Monday, Nov. 22, 1943
$120,000 Voice
Nobody has ever played the game of U.S. concert management with a shrewder gambler's eye than pudgy, Russian-born Sol Hurok of Manhattan. Last week Hurok gambled $120,000 on one of the longest and prettiest shots of his career. She was a pert, dark-haired, 18-year-old coloratura soprano named Patrice Munsel. For his $120,000, Hurok got the rights to Patrice's concert and radio appearances for three years. On an operatic filly who has not yet run her maiden race, that was tall betting.
Patrice Munsel has a contract to sing this winter with Manhattan's Metropolitan Opera (she won the Met Auditions of the Air last spring). But after that,
Hurok will take over her reedy, agile soprano, fluent in French, Italian and English, primed with at least ten big-time opera roles. And he can be counted on to feature the face behind the voice.

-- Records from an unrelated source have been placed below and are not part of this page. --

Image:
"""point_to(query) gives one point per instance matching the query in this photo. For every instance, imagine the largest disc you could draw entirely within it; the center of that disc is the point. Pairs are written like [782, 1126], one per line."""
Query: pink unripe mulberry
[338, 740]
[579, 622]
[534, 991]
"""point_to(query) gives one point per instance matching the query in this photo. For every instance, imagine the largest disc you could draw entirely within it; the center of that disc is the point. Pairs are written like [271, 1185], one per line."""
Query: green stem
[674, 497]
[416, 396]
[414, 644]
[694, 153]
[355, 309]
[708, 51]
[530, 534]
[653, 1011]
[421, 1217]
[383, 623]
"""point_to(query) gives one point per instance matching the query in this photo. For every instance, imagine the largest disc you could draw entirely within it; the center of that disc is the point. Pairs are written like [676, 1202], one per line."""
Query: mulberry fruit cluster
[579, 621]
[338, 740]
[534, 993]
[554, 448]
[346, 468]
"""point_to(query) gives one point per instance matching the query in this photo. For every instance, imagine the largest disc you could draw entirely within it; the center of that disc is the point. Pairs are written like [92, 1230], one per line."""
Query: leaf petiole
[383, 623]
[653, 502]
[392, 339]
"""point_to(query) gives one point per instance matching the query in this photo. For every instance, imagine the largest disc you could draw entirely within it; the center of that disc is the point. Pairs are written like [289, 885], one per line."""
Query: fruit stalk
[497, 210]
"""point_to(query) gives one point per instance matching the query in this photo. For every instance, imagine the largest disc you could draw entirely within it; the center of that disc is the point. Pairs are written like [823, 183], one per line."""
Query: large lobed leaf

Patrice is as choice a bloom as any in the recent bevy of young sopranos. Only child of a Spokane, Wash., dentist, Patrice made her first splash six years ago when she sang before the Spokane Citizens' Club. Before she was 14 she had become a ballet and tap dancer, and an expert in what she calls "artistic whistling." For the past three years she has lived in Manhattan with her mother, who holds her to a strict daily routine: 10:30 to noon, voice lesson; 1 to 3, operatic coaching; 3 to 4, Italian lesson; 4 to 5, French lesson; 5 to 6, another voice lesson. At 6 Patrice is entitled to dinner. Her favorite dish: pickled herring with an onion on an apple.